Деткин-Вклеткин содрогнулся и сказал:
– Ужас!
– Эти два бугая все равно не станут спички выкладывать, – равнодушно заметил Случайный Охотник. – Они же вредители… отрицательные персонажи, как Вы до сих пор не поймете?
– Да все я понял давным-давно! – вздохнул Деткин-Вклеткин. – Но беда моя в том, что доверчив я…
– А напрасно! – покачал головой Хухры-Мухры, направляясь к выходу.
Злобный рык пяти белых медведей остановил его у порога.
– Что это за звуки? – не без интереса спросил Деткин-Вклеткин.
– Злобный рык нескольких белых медведей! – смазывая ружье кремом для сухой и нормальной стали, произнес будничным голосом Случайный Охотник, знаток окрестностей.
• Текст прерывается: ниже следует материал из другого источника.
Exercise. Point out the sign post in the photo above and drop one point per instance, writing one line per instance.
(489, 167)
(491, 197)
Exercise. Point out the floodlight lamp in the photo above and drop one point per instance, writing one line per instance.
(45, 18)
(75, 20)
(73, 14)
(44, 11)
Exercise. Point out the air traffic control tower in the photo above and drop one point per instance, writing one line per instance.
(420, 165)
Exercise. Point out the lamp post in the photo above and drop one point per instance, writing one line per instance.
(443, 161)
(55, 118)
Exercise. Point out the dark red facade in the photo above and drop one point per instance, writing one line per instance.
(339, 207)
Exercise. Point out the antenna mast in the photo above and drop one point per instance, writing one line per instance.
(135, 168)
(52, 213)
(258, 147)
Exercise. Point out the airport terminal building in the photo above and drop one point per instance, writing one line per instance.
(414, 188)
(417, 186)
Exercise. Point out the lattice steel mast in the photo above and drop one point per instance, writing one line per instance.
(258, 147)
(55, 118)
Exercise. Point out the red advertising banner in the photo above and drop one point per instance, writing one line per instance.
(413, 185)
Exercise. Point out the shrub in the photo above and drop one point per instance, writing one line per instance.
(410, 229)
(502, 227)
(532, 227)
Хухры-Мухры, почесывая ухо ледорубом, вяло заметил:
– Пяти медведей, мой мальчик. А нас трое.
– По одной целой шестидесяти шести сотых медведя на душу населения и шесть в периоде, – подытожил любивший профессиональность в счете Деткин-Вклеткин.
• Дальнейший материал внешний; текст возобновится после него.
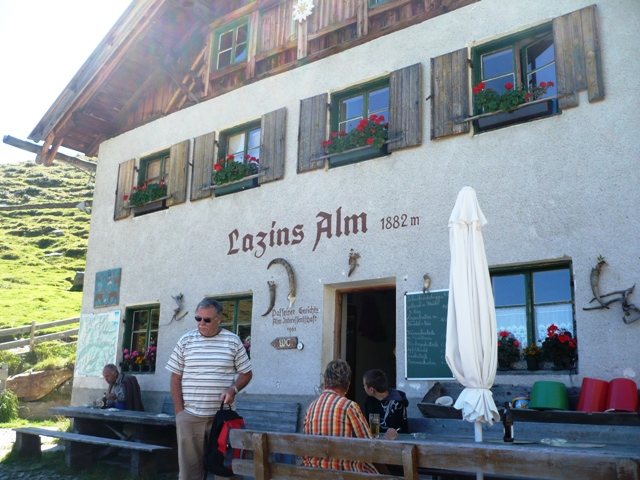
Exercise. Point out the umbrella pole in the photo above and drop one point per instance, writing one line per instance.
(478, 431)
(477, 428)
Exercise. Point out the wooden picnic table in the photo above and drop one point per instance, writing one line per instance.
(126, 425)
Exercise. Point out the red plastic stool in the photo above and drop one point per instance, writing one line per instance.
(593, 395)
(623, 395)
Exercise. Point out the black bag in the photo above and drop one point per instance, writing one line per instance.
(218, 453)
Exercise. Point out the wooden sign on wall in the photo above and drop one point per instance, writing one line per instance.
(285, 343)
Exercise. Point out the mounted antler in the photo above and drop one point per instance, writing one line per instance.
(292, 281)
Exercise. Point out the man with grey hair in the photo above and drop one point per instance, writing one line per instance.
(123, 392)
(204, 366)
Тут-то и обозначилось на северном ледовитом полу юрты среднестатическое существо без пола, возраста и национальных признаков.
– По одной целой двадцати пяти сотых медведя на душу населения, – с радостью пересчитал результат Деткин-Вклеткин и спросил: – С кем имею честь?
Существо вздрогнуло от непредсказуемого вопроса про честь и неожиданно для себя впопад сказало:
– Массовый Читатель.
Деткин-Вклеткин подошел к Массовому Читателю, потрогал голыми руками плотную поверхность внутренне чуждого ему тела и проговорил:
– Здравствуйте Вам… с кистью.
– Это как это? – сразу и навсегда оторопел Массовый Читатель.
– Ну, вот… – в никуда констатировал Деткин-Вклеткин. – Два раза слово «это» в одном предложении из трех слов! – Он воспитательным взором посмотрел на Массового Читателя и распорядился: – Читать больше надо. Чтобы разнообразить лексический запас.
– Да я и так уже… – совсем потерял лицо Массовый Читатель, – читаю все, что попадается под руки!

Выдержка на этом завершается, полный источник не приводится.